459 F.2d 566, 572 (1972).
Similarly, in Martinez v. Richardson, 472 F.2d 1121 the Tenth Circuit upheld the trial court’s denial of class action treatment where the plaintiffs were seeking injunctive and other relief to prevent the Department of Health, Education and Welfare from terminating certain home health care benefits which are provided to the elderly under the Medicare program. In this case, as in the Ihrke case, the District Court had not given any reasons, for denying class status. The Circuit Court speculated that one reason the trial court might have dismissed the class action was because of the lack of requisite numerosity. But it added,
[A]s we view it, a class action was not demanded here because the same relief could be afforded without its use and seemingly the court had something of this kind in mind when it provided in paragraph 6 of its findings for further enforcement action if the same should become necessary.
472 F.2d 1121, 1127 (1973).
It is true that the Seventh Circuit said in Fujishima v.

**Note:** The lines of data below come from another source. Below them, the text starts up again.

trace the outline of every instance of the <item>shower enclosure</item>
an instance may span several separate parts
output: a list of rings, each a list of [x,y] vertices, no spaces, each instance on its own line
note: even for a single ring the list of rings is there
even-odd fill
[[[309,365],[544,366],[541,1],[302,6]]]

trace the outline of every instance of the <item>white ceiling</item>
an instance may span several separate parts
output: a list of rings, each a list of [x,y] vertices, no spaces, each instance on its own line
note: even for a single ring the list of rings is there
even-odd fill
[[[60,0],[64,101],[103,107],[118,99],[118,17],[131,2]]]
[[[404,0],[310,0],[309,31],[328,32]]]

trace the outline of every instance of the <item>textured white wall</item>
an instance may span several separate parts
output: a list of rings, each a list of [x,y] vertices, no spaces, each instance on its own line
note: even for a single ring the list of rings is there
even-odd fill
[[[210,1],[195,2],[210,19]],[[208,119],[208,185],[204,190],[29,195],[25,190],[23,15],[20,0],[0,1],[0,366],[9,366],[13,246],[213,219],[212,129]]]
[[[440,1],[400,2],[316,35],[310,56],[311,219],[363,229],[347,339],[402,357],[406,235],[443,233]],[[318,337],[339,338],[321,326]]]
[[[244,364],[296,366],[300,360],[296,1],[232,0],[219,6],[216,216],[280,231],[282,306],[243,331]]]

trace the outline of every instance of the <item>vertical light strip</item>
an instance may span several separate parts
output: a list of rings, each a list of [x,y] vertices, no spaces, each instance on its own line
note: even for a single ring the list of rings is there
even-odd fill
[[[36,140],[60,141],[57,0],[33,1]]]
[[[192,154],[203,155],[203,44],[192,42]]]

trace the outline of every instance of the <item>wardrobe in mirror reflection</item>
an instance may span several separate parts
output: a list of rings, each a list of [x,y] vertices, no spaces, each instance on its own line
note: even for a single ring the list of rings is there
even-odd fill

Board of Education, 460 F.2d 1355 that “[i]f the prerequisites and conditions of Fed.R.Civ.P. 23 are met, a court may not deny class status because there is no ‘need’ for it.” 460 F.2d 1355, 1360 (1972). But in commenting on this in Moore’s Federal Practice, Professor Lucas writes,
This appears to be an overstatement, since subparagraph (b)(2) provides that the propriety of injunctive or
3B J. Moore, Federal Practice ¶ 23.40 (1973 Supp. at 64).
In the instant ease, the relief being sought can be fashioned in such a way that it will have the same purpose and effect as a class action. Therefore the plaintiffs’ motion to maintain a class action will be denied.
. At the opposite extreme, Judge Garrity, writing for a three-judge court in Schneider v. Margossian, 349 F.Supp. 741, said, “As the use of the word ‘may’ in Rule 23(b) suggests, a court is not bound to let a case continue as a class action because the requirements of Rule 23 are met . . ..” 349 F.Supp. 741, 746 (D.Mass.1972). Professor Lucas comments,
With deference, it appears more probable that “may be maintained” as used in Rule 23(b) means that the plaintiff may so maintain it, not that the matter is in the discretion of the court. On the other hand, . . . when full relief can be given in an individual action it seems perfectly sound to decide that a class injunction is not appropriate.
3B J. Moore, Federal Practice ¶ 23.40 (1973 Supp. at 64).